Una risata ci umanizzerà
Punto di partenza del primo speciale di Mediacritica del 2021, dedicato alla comicità e curato da Emanuele Rauco, è il cinema muto, all’interno del quale si sviluppò la “slapstick comedy”: dagli esordi in Francia alla maturità negli Stati Uniti, i tempi comici perfetti e l’efficacia della regia, la strabordante fisicità e l’umorismo del corpo buffo, acrobatico, dolorante dei vari Chaplin, Keaton, Stanlio & Ollio, e dei tanti altri beniamini del pubblico oggi meno ricordati (ai quali dedichiamo uno degli articoli) rimarranno anche nei decenni successivi gli ingredienti fondamentali, la grammatica di base per tutte quelle immagini in movimento capaci, su piccoli o grandi schermi, di suscitare il riso.
In un celebre saggio (Le rire: essai sur la signification du comique), pubblicato cinque anni dopo la nascita del cinema, Henri Bergson scriveva “ridiamo tutte le volte che una persona ci dà l’impressione di una cosa”, così identificando nella reificazione dell’essere umano, nella perdita della sua unicità e della sua individualità la scintilla che fa scaturire il riso. E la lotta atavica dell’uomo contro le cose, contro il “divenire cosa” lui stesso, una battaglia persa, sembra fare dei comici cinematografici, come sottolinea uno dei pezzi dello speciale, dei luddisti votati alla distruzione. Una vocazione catastrofica, espressione di un’impossibilità di stare al mondo, di giungere a patti con il vivere civile. La funzione entropica che il comico rappresenta all’interno del sistema sociale, pare agire nascostamente, proprio come un fenomeno carsico, attraverso alcune fasi di evoluzione del genere, per poi tornare manifesta in superficie, con i nuovi corpi “fuori controllo” del cinema americano a cavallo tra gli anni Settanta e gli Ottanta, John Belushi in primis. Da lì al boom del demenziale il passo è breve.

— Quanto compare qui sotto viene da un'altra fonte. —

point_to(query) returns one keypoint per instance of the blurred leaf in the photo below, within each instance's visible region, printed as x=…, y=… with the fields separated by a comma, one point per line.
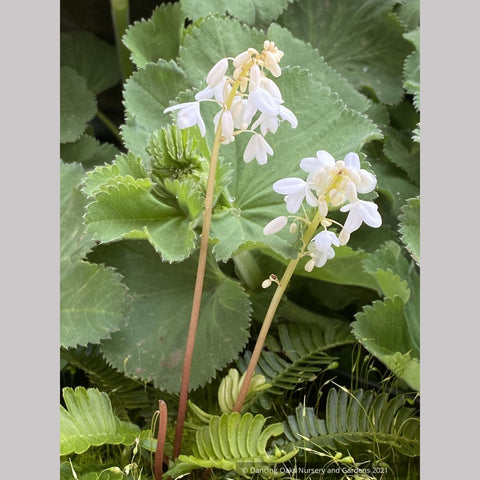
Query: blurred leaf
x=158, y=37
x=88, y=151
x=361, y=40
x=95, y=60
x=410, y=227
x=77, y=105
x=152, y=345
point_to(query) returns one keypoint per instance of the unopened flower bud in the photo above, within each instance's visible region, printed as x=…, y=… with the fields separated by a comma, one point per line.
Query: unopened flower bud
x=215, y=75
x=275, y=225
x=266, y=283
x=309, y=265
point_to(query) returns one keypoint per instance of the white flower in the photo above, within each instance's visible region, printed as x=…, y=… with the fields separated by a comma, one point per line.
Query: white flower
x=269, y=123
x=217, y=72
x=366, y=181
x=295, y=190
x=320, y=249
x=257, y=148
x=275, y=225
x=361, y=211
x=188, y=115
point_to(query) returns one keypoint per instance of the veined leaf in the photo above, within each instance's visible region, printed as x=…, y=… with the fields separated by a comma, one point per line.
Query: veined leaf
x=383, y=330
x=89, y=421
x=362, y=41
x=233, y=442
x=152, y=345
x=410, y=227
x=361, y=417
x=125, y=208
x=78, y=105
x=95, y=60
x=158, y=37
x=93, y=301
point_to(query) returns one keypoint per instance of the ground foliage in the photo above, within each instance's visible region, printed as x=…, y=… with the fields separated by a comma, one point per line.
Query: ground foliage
x=338, y=381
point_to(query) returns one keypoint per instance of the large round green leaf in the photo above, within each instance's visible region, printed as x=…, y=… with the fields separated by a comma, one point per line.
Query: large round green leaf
x=151, y=346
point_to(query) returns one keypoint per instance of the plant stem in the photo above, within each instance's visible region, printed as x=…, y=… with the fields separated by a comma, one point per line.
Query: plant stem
x=282, y=285
x=202, y=262
x=109, y=124
x=121, y=20
x=162, y=432
x=197, y=294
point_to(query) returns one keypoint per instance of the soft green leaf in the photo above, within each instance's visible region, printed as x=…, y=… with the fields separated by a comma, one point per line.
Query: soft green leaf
x=158, y=37
x=88, y=151
x=361, y=40
x=150, y=90
x=399, y=148
x=152, y=345
x=382, y=329
x=409, y=13
x=95, y=60
x=88, y=420
x=93, y=301
x=410, y=227
x=125, y=208
x=77, y=105
x=252, y=12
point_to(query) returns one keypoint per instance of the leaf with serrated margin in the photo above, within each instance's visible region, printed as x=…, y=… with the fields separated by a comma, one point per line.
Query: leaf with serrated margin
x=158, y=37
x=410, y=227
x=78, y=105
x=399, y=148
x=150, y=90
x=411, y=69
x=92, y=58
x=93, y=301
x=382, y=330
x=125, y=164
x=299, y=53
x=361, y=40
x=88, y=151
x=152, y=345
x=253, y=12
x=125, y=208
x=89, y=421
x=409, y=13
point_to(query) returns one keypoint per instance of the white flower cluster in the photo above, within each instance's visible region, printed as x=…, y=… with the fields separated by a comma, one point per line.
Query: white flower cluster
x=329, y=183
x=238, y=108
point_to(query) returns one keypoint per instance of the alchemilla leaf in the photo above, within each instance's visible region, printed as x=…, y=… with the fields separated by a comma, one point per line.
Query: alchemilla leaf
x=78, y=105
x=151, y=346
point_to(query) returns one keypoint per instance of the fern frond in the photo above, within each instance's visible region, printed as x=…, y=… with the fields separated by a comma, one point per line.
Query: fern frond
x=363, y=417
x=304, y=352
x=233, y=442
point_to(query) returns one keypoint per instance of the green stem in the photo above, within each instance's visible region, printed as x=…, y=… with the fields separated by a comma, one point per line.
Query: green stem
x=121, y=20
x=109, y=124
x=282, y=285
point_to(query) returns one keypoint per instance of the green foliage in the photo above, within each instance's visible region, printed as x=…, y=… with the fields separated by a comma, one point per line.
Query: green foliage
x=88, y=421
x=93, y=59
x=303, y=352
x=77, y=105
x=93, y=300
x=359, y=417
x=233, y=442
x=362, y=41
x=151, y=345
x=410, y=227
x=155, y=38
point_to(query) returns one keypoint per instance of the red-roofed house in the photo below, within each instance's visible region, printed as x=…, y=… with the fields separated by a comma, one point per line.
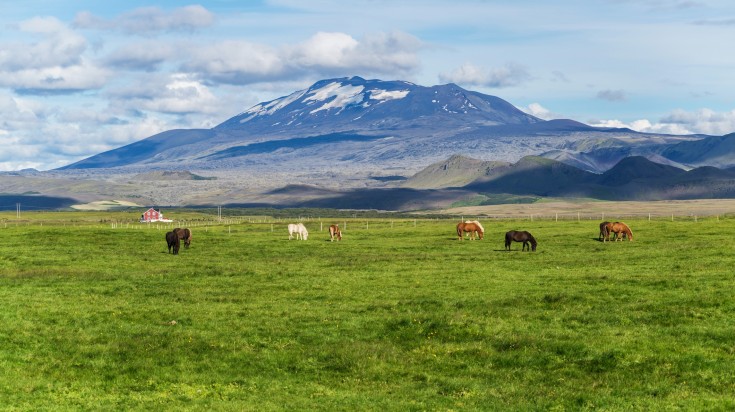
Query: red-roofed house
x=153, y=215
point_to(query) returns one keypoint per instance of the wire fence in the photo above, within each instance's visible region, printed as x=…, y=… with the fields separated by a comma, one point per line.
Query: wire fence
x=346, y=224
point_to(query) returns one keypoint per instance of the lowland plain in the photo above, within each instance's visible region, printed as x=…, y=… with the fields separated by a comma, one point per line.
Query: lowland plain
x=400, y=315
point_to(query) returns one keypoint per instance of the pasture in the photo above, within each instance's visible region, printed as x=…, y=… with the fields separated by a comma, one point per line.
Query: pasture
x=399, y=315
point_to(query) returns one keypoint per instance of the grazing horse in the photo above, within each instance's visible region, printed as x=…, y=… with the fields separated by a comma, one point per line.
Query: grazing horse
x=184, y=234
x=517, y=236
x=473, y=227
x=621, y=229
x=334, y=232
x=172, y=239
x=605, y=228
x=299, y=229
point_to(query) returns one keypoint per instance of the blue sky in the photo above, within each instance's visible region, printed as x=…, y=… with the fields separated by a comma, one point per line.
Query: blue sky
x=81, y=77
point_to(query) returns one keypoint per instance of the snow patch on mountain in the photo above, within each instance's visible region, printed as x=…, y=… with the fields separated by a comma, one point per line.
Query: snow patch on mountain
x=384, y=95
x=273, y=106
x=341, y=96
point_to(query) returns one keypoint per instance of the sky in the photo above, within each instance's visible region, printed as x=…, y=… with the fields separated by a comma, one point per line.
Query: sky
x=81, y=77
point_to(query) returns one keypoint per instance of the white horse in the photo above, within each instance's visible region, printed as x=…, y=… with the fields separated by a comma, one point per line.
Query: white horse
x=477, y=223
x=299, y=229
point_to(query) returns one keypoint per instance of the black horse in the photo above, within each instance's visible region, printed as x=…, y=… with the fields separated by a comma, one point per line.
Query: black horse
x=517, y=236
x=172, y=239
x=184, y=234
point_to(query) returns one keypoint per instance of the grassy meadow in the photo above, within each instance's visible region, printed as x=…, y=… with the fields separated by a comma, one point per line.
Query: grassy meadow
x=398, y=316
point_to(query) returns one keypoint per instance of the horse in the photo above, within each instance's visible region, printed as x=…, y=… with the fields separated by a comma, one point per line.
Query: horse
x=334, y=232
x=518, y=236
x=184, y=234
x=605, y=228
x=473, y=227
x=299, y=229
x=621, y=229
x=173, y=242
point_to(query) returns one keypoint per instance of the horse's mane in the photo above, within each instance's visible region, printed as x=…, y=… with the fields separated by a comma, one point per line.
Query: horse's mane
x=477, y=223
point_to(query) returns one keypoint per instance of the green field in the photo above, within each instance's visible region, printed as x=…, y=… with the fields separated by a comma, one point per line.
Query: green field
x=398, y=316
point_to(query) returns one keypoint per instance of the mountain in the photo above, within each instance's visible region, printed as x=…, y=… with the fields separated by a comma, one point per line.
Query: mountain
x=712, y=151
x=364, y=126
x=636, y=168
x=534, y=175
x=456, y=171
x=633, y=178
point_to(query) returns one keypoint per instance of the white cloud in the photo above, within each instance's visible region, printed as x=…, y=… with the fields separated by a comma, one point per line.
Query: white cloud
x=145, y=56
x=150, y=20
x=702, y=121
x=612, y=95
x=321, y=55
x=511, y=74
x=535, y=109
x=58, y=46
x=53, y=64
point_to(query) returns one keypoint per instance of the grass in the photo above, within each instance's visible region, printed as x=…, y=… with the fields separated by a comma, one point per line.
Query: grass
x=394, y=317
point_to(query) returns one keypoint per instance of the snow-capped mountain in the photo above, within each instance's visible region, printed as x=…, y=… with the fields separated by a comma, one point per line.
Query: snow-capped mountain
x=356, y=124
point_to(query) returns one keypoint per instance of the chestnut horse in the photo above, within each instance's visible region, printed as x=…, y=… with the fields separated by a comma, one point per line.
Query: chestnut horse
x=605, y=228
x=334, y=232
x=184, y=234
x=473, y=227
x=173, y=242
x=517, y=236
x=621, y=229
x=299, y=229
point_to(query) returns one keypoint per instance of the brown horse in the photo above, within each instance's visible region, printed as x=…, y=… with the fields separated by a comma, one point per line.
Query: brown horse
x=605, y=228
x=518, y=236
x=473, y=227
x=184, y=234
x=334, y=232
x=173, y=242
x=621, y=229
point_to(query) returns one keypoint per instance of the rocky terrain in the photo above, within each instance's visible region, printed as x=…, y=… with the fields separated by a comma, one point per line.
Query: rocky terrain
x=356, y=143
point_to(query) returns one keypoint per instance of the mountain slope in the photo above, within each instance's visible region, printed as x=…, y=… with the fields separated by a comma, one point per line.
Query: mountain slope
x=371, y=125
x=454, y=172
x=713, y=151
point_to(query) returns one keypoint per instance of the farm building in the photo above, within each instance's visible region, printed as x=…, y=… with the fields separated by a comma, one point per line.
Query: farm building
x=153, y=215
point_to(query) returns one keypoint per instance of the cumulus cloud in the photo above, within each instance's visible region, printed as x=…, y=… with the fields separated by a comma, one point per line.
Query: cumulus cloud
x=702, y=121
x=511, y=74
x=53, y=62
x=144, y=56
x=150, y=20
x=612, y=95
x=535, y=109
x=716, y=22
x=323, y=54
x=177, y=94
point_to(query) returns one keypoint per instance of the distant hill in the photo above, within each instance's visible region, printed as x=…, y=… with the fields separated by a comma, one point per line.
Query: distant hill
x=454, y=172
x=635, y=168
x=633, y=178
x=170, y=175
x=369, y=126
x=712, y=151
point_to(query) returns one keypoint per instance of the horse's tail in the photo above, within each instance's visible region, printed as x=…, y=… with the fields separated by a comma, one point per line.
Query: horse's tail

Ma prima, la comicità del muto, nei suoi tratti distintivi, si fonde con il sentimento nei geniali lungometraggi di Chaplin (a partire da Il monello), esplora le potenzialità del sonoro con i fratelli Marx, rende adulta l’animazione con il talento di Tex Avery, trova in Totò la maschera italiana per eccellenza, in Tati il cantore malinconico della modernità. C’è ancora traccia del comico puro nelle raffinate commedie di Blake Edwards e nel trasformismo di Peter Sellers, nelle mille personalità di Jerry Lewis come di Robin Williams (sui quali vi consigliamo di leggere il libro che Roberto Lasagna e Anton Giulio Mancino hanno pubblicato l’anno scorso). E se in tv gli ineguagliabili Monty Python e forme seriali via via sempre più sofisticate hanno gioco facile nell’aggiornare il linguaggio della risata, persino nel cinema documentario, con Dick Johnson Is Dead di Kirsten Johnson (2020), la convenzionale austerità dei contenuti cede il passo spassosamente a un omaggio irresistibile a gag e situazioni dello slapstick delle origini.
Lasciatevi condurre, allora, alla scoperta di alcune tra le innumerevoli forme che il genere comico ha assunto nella storia del cinema e della serialità televisiva. Sarà un viaggio appassionante.